String Comparators¶

There are a number of string comparator functions available in Splink that allow fuzzy matching for strings within Comparisons and Comparison Levels. For each of these fuzzy matching functions, below you will find explanations of how they work, worked examples and recommendations for the types of data they are useful for.

For guidance on how to choose the most suitable string comparator, and associated threshold, see the dedicated topic guide.

Levenshtein Distance¶

At a glance

Useful for: Data entry errors e.g. character miskeys. Splink comparison functions: levenshtein_level() and levenshtein_at_thresholds() Returns: An integer (lower is more similar).

Description¶

Levenshtein distance, also known as edit distance, is a measure of the difference between two strings.
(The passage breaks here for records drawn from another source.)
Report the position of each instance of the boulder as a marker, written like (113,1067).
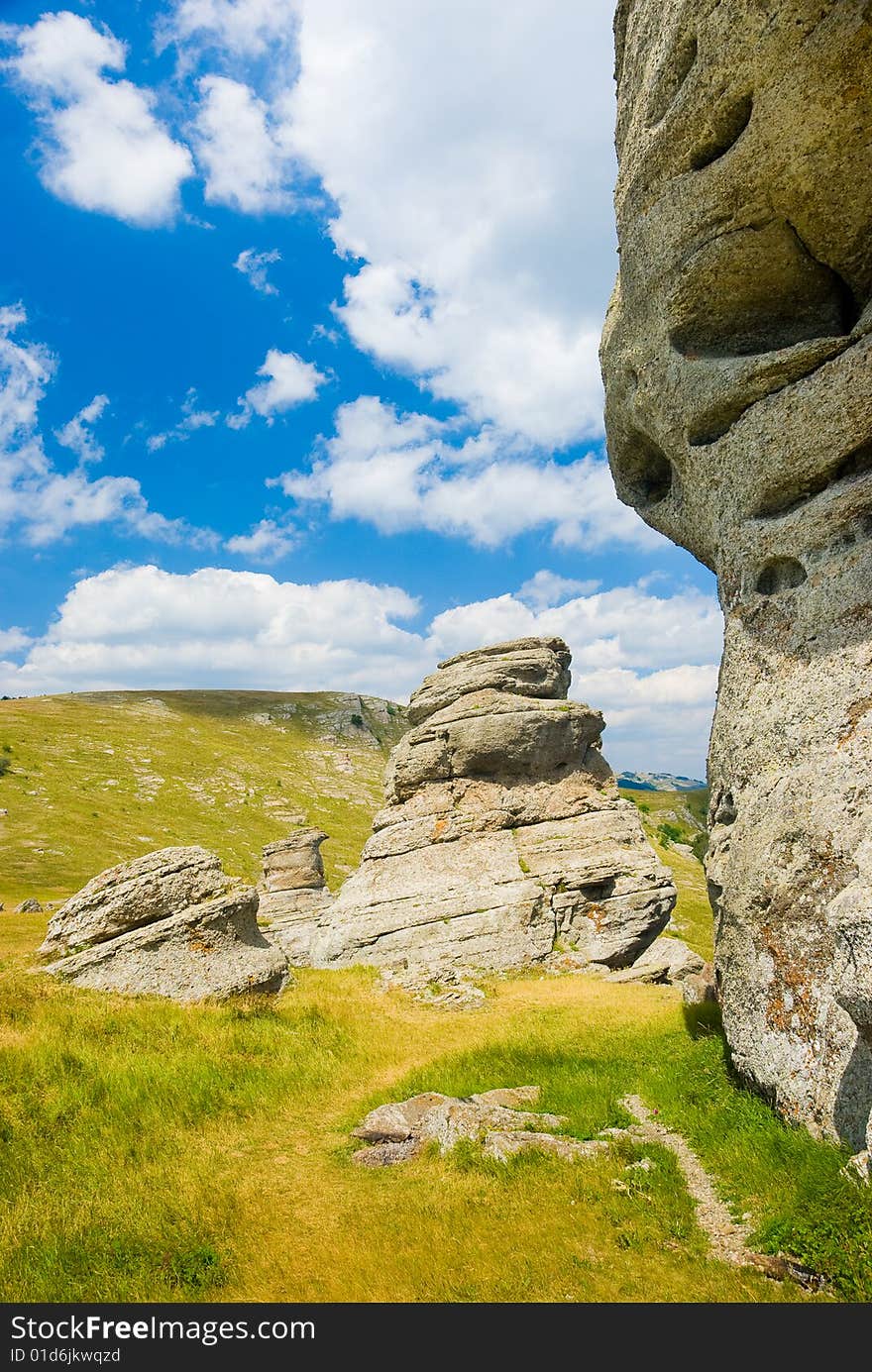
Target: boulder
(397,1132)
(134,894)
(171,923)
(502,833)
(665,962)
(737,368)
(294,892)
(525,667)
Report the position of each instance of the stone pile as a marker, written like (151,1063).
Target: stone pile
(737,367)
(294,894)
(502,837)
(397,1132)
(169,923)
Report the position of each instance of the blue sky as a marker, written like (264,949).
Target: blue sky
(299,303)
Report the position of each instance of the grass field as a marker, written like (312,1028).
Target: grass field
(93,780)
(152,1151)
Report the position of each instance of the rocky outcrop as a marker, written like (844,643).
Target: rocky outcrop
(666,962)
(294,894)
(169,923)
(397,1132)
(502,836)
(737,366)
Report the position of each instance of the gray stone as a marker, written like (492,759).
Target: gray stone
(398,1130)
(534,667)
(135,894)
(294,894)
(665,962)
(212,950)
(294,863)
(502,834)
(737,366)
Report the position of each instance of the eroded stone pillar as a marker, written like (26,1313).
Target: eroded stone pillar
(737,367)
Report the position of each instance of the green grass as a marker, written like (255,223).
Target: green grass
(684,815)
(100,778)
(153,1151)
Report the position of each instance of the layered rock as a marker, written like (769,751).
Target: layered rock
(169,923)
(294,892)
(502,834)
(737,366)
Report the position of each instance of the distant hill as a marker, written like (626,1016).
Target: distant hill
(96,778)
(658,781)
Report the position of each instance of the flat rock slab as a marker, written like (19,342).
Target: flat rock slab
(135,894)
(398,1130)
(213,950)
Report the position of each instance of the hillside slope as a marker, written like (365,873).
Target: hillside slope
(95,778)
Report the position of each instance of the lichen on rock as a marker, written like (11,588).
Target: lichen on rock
(737,367)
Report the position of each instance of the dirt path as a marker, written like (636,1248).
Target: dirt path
(728,1236)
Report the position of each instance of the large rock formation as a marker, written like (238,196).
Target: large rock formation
(502,836)
(169,923)
(294,894)
(737,367)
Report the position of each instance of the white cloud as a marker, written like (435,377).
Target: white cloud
(290,381)
(136,626)
(75,434)
(268,542)
(14,640)
(411,471)
(469,156)
(192,419)
(239,150)
(647,662)
(241,28)
(469,153)
(547,588)
(39,501)
(255,267)
(102,146)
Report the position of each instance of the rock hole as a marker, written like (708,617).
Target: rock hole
(597,891)
(757,289)
(644,471)
(672,77)
(780,574)
(785,499)
(728,128)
It represents the minimum number of insertions, deletions, or substitutions of characters required to transform one string into the other.

Or, as a formula,

\[\textsf{Levenshtein}(s_1, s_2) = \min \lbrace \begin{array}{l} \text{insertion , } \text{deletion , } \text{substitution} \end{array} \rbrace \]

Examples¶

"KITTEN" vs "SITTING"

The minimum number of operations to convert "KITTEN" into "SITTING" are:

Substitute "K" in "KITTEN" with "S" to get "SITTEN."
Substitute "E" in "SITTEN" with "I" to get "SITTIN."
Insert "G" after "N" in "SITTIN" to get "SITTING."

Therefore,

\[\textsf{Levenshtein}(\texttt{KITTEN}, \texttt{SITTING}) = 3\]

"CAKE" vs "ACKE"

The minimum number of operations to convert "CAKE" into "ACKE" are:

Substitute "C" in "CAKE" with "A" to get "AAKE."
substitute the second "A" in "AAKE" with "C" to get "ACKE."

Therefore,

\[\textsf{Levenshtein}(\texttt{CAKE}, \texttt{ACKE}) = 2\]

Sample code¶

You can test out the Levenshtein distance as follows:

import duckdb
duckdb.sql("SELECT levenshtein('CAKE', 'ACKE')").df().iloc[0,0]

2

Damerau-Levenshtein Distance¶

At a glance

Useful for: Data entry errors e.g. character transpositions and miskeys Splink comparison functions: damerau_levenshtein_level() and damerau_levenshtein_at_thresholds() Returns: An integer (lower is more similar).

Description¶

Damerau-Levenshtein distance is a variation of Levenshtein distance that also includes transposition operations, which are the interchange of adjacent characters. This distance measures the minimum number of operations required to transform one string into another by allowing insertions, deletions, substitutions, and transpositions of characters.

Or, as a formula,

\[\textsf{DamerauLevenshtein}(s_1, s_2) = \min \lbrace \begin{array}{l} \text{insertion , } \text{deletion , } \text{substitution , } \text{transposition} \end{array} \rbrace \]

Examples¶

"KITTEN" vs "SITTING"

The minimum number of operations to convert "KITTEN" into "SITTING" are:

Substitute "K" in "KITTEN" with "S" to get "SITTEN".
Substitute "E" in "SITTEN" with "I" to get "SITTIN".
Insert "G" after "T" in "SITTIN" to get "SITTING".

Therefore,

\[\textsf{DamerauLevenshtein}(\texttt{KITTEN}, \texttt{SITTING}) = 3\]

"CAKE" vs "ACKE"

The minimum number of operations to convert "CAKE" into "ACKE" are:

Transpose "C" and "A" in "CAKE" with "A" to get "ACKE."

Therefore,

\[\textsf{DamerauLevenshtein}(\texttt{CAKE}, \texttt{ACKE}) = 1\]

Sample code¶

You can test out the Damerau-Levenshtein distance as follows:

import duckdb
duckdb.sql("SELECT damerau_levenshtein('CAKE', 'ACKE')").df().iloc[0,0]

1

Jaro Similarity¶

At a glance

Useful for: Strings where all characters are considered equally important, regardless of order e.g. ID numbers Splink comparison functions: jaro_level() and jaro_at_thresholds() Returns: A score between 0 and 1 (higher is more similar)

Description¶

Jaro similarity is a measure of similarity between two strings. It takes into account the number and order of matching characters, as well as the number of transpositions needed to make the strings identical.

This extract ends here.